The Bureau of Fire Protection (BFP) ruled that the cause of fire that gutted the historic Manila Central Post Office Building in Liwasang Bonifacio is purely accidental in nature and declared that the investigation is considered closed and solved.
The Philippine Postal Corporation (PHLPost) already got hold of the fire clearance certificate issued by the BFP saying that the fire originated at the southern part of the basement, more particularly at the Mega Manila Storage Room (GSS) where office supplies, thinners, paint cans where piled in close proximity to the car batteries stored inside the room.
The BFP report stated that the combustibility of the load contents and its enclosed set-up greatly influence heat build-up that explains the explosion and subsequent conflagration.

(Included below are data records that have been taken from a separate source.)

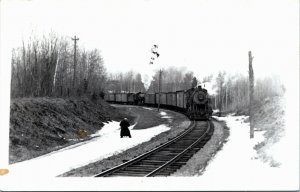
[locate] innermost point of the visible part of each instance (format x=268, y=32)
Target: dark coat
x=124, y=128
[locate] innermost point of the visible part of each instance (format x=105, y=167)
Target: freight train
x=194, y=102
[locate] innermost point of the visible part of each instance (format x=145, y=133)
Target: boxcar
x=180, y=98
x=118, y=97
x=150, y=98
x=163, y=98
x=184, y=100
x=110, y=97
x=171, y=99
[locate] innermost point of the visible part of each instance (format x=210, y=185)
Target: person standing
x=124, y=128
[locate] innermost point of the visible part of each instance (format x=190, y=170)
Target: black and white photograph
x=149, y=95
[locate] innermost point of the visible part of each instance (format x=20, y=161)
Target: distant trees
x=232, y=91
x=45, y=67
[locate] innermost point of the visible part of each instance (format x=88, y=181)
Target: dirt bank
x=41, y=125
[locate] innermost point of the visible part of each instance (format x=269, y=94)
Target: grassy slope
x=269, y=117
x=41, y=125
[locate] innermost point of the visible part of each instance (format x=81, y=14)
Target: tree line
x=125, y=82
x=45, y=67
x=232, y=91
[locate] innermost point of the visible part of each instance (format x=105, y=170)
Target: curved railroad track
x=167, y=158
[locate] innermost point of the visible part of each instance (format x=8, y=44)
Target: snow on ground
x=147, y=108
x=107, y=142
x=236, y=166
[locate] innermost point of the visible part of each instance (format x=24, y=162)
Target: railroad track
x=167, y=158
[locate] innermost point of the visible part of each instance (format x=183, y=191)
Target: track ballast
x=167, y=158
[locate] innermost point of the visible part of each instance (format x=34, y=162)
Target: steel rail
x=140, y=157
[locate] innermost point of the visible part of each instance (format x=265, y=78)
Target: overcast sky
x=206, y=36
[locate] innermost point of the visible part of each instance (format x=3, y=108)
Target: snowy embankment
x=237, y=165
x=105, y=143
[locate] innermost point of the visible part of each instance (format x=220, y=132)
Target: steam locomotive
x=194, y=102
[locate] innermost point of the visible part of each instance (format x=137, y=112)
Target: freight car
x=195, y=102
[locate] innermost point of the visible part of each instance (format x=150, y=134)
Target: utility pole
x=251, y=91
x=159, y=89
x=75, y=39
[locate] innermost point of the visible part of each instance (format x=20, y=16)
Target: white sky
x=205, y=36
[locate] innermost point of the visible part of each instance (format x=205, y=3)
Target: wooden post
x=159, y=89
x=251, y=90
x=75, y=39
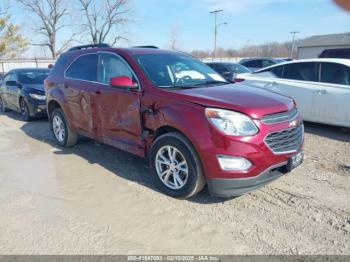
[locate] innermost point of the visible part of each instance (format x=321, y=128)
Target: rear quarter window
x=83, y=68
x=275, y=72
x=253, y=63
x=301, y=71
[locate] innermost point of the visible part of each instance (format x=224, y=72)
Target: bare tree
x=51, y=16
x=104, y=18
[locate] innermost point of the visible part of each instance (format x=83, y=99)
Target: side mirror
x=12, y=83
x=123, y=82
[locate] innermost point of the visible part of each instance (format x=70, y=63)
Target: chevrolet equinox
x=193, y=126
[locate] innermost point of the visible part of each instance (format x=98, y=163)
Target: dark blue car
x=22, y=90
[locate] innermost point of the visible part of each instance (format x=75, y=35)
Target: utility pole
x=293, y=42
x=216, y=26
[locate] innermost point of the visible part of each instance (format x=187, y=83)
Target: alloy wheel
x=1, y=105
x=24, y=109
x=172, y=167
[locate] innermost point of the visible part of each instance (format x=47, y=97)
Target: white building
x=7, y=65
x=313, y=46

This led to the full development of fire and subsequent damage of the nearby structures.
On the determined cause of fire, it has been established based on the pieces of evidence gathered, that the statement of the witness and the result of the laboratory examinations, that the cause of fire is attributed to sudden self-discharge of car battery (sulfation) resulting to thermal run-away, causing sudden build-up of heat and pressure and eventually cause the explosion.
Moreover, the presence of the internal short circuit, the hydrogen and the volatile gases contained in the battery and the presence of oxygen as the oxidizing agent initiated the ignition. The contributory factors and the combustibility of materials fueled and sustained the ignition sequence.
Arson investigators from the Bureau of Fire Protection (BFP) immediately conducted their investigation on the fire that damaged the 97-year-old structure, which is regarded as National Historical Landmark.
“We welcomed the result of the investigation from the BFP to know exactly what really happened. We will now move on and concentrate primarily on the recovery and rehabilitation of the iconic building”, said Postmaster General Luis Carlos.
Built in 1926, the historic Manila Central Post Office was designed by Filipino architects Juan Arellano and Tomas Mapua. It was damaged during World War II, during the Battle of Manila and was restored in 1946, right after the war.